Ronny Hustvedt (Junior Pro Team member) with a nice 30-inch pike caught from a northwest metro lake on a quick-strike rig tipped with a giant sucker minnow. The tip-up was on the shallow weedline in 4 feet of water just a few inches below the ice when the pike hit near sunset.

Big game hunting on the ice is what chasing big pike is all about, and while the big waters up north are my favorite places to go, I’ve found some nice locations closer to home in the Twin Cities.

Pike live in almost all icy winter waters of the Twin Cities. Esox Lucius retains its aggressive streak throughout the hardwater season, but finding larger pike takes a calculated approach.

The first component to being a successful trophy pike angler, even before targeting the best locations in any given lake, is getting on a lake with a decent pike population.

Searching the DNR Lake Finder is definitely crucial to finding lakes with big pike potential. I like to look at the “length of select species sampled – all gear combined” table of the fisheries lake survey and see what DNR assessments reveal. The more pike numbers in the 25- to 29-inch column the better. If the lake has any showing up in the 30-plus range then add it to your “must-fish” list.

Pay attention to the date of the last assessment. A lake with a hefty population of pike in the 25- to 29-inch range last assessed in 2014 might be worth a look, even without any showing up in the 30-plus range.

To be clear, any pike over 40 inches is a true trophy, and those are tough to come by even on the best Minnesota pike lakes. In the Twin Cities metro, a pike over 30 inches falls into trophy status in my book. Keep those high-quality pike fisheries going by releasing what you catch and saving the smaller hammer-handles for their meat.

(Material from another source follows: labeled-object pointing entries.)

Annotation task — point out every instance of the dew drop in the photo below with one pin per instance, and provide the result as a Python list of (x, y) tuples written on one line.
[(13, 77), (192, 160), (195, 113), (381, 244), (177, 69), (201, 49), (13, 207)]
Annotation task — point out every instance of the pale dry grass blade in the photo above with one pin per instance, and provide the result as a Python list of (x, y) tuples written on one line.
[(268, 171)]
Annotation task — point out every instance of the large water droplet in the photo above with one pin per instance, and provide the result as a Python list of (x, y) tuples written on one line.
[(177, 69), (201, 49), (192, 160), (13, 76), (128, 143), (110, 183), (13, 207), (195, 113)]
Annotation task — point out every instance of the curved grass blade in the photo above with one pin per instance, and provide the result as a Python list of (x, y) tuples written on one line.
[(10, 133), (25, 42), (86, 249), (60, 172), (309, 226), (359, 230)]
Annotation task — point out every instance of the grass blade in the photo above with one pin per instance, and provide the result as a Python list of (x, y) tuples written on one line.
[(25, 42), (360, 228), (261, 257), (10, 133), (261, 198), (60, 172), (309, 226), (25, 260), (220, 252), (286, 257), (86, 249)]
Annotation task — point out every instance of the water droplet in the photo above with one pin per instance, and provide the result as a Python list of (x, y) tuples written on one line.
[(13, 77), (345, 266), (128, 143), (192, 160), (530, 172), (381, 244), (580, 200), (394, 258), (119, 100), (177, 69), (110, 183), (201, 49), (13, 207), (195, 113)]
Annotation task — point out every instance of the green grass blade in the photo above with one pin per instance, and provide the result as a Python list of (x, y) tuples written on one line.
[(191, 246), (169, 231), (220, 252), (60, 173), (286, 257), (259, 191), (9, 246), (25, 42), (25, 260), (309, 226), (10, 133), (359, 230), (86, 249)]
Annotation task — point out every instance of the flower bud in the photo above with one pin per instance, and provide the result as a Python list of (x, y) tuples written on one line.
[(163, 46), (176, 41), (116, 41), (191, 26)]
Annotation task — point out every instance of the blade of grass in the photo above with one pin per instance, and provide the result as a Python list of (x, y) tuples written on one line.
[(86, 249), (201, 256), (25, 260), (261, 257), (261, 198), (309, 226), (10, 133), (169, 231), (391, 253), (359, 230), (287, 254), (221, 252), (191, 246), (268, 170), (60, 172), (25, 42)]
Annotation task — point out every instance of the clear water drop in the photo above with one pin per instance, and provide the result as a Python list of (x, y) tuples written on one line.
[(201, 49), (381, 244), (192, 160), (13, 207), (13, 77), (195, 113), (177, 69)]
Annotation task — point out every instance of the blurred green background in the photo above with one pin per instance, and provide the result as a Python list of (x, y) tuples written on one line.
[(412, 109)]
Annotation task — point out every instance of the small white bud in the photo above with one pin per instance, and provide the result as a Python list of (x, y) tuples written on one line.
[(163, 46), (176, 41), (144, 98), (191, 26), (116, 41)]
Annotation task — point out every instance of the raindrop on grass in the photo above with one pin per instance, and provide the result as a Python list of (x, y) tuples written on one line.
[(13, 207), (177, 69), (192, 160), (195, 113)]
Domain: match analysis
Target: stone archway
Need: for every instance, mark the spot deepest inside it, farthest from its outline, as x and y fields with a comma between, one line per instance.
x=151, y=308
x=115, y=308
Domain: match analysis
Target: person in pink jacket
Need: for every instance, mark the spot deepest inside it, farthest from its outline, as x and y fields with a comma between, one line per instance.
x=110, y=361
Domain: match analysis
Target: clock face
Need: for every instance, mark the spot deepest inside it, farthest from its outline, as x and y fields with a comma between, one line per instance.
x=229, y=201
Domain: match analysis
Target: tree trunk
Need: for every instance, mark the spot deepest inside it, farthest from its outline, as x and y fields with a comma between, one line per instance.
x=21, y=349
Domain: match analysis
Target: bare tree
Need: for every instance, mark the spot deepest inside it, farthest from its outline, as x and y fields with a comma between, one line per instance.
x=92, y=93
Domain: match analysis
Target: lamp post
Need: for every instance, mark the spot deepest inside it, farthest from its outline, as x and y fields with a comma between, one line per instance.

Once you pick a lake with pike potential, determine the locations most likely to hold concentrations of baitfish. These often include, but aren’t limited to, weedlines, rock piles, transition zones, shoreline points, and gravel bars near creek mouths.

Weedlines are terrific from that first hole you drill in the ice until the snow cover gets so thick the sunlight no longer penetrates below. While green weeds can exist well into the dead of winter, they’re usually a diamond in the rough by late January.

My son and I fished a northwest metro lake right after Christmas and found plenty of green weeds all along a large flat. The ice was mostly free of snow; however, and with the latest dump of snow that scenario might begin to change.

The outside weed edge is a sure-fire place to set-up but drill a few holes over the top of the weeds and a few off the weed edge several feet. Also consider drilling holes along the inside edge of the weeds if it’s not a massive weed flat. Pike will roam across the entire area. It might seem crazy to drop a tip-up in four feet of water, but that can often be the most productive action so it’s worth being called crazy.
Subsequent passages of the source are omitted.